Judi Lomba Memancing, Bisa Menang 50 Juta, Boleh Bawa Dukun

Selasa, 18 Desember 2018 – 06:29 WIB
Sejumlah pemacing saat mengikuti lomba mancing di kasawan Kukusan, Beji, Depok, Sabtu (15/12) lalu. Foto: Ahmad Fachry/Radar Depok

jpnn.com, DEPOK - Praktik judi terselubung dalam lomba memancing sering tak tersentuh aparat. Di Kota Depok Jawa Barat, Galatama (istilah lain memancing ikan dengan harga tiket tertentu) sudah menggila.

Seperti judi pada umumnya, pemancing rela merogoh kocek Rp 200 ribu hingga 2 juta atau bahkan lebih, demi mendapatkan hadiah yang ditawarkan. Bagimana aktivitas galatama, dan seperti apa perjudiannya? Berikut penelusuran wartawan Harian Radar Depok, Indra Arbertnego Siregar dan Arnet Kelmanutu.

BACA JUGA: Berau Promosi Pariwisata via Lomba Memancing

Pemancingan Galatama Pelampung (Galapung), di Kelurahan Kukusan, Beji, begitu ramai, Sabtu (15/12) pagi. Ada dua kolam di lokasi pemancingan tersebut. Di kolam utama yang memiliki 72 lapak pemancing, terlihat sedang berlangsung sebuah perlombaan Galapung ikan mas dengan tiket sebesar Rp 850.000.

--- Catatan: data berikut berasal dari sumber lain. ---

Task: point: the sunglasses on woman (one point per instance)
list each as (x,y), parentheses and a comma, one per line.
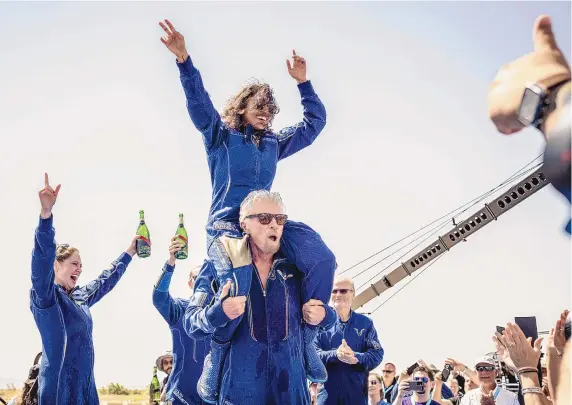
(265,218)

Tak satu pun lapak yang kosong. Bahkan, salah satu peserta adalah lomba komedian ternama ibu kota, begitu menikmati perlombaan memancing. Sesekali dia menghentakkan pancingnya.

Namun sayangnya, sangat sulit untuk mewawancarai para peserta mancing di lapak besar tersebut, termasuk si komedian. Entah karena mereka begitu fokus memperhatikan pelampungnya kalau tersambar ikan, atau memang mereka tidak senang kegiatan mereka terekspos.

Tak jauh dari kolam utama, di kolam kedua juga tidak kalah ramaianya. Di kolam ini hanya menampung 20 peserta memang lebih kecil. Pemancing hanya cukup membayar Rp 200 ribu.

Salah seorang peserta lomba di kolam kedua, Jonad mengaku, sudah lima tahun belakangan sering mengikuti lomba memancing di berbagai tempat pemancingan. “Kalau di pemancingan ini saya baru tiga kali ikut, kadang ikut yang kolam besar, kadang di kolam kecil ini, tergantung kecukupan modal saja,” ungkap pria yang duduk di lapak bernomor 20 tersebut.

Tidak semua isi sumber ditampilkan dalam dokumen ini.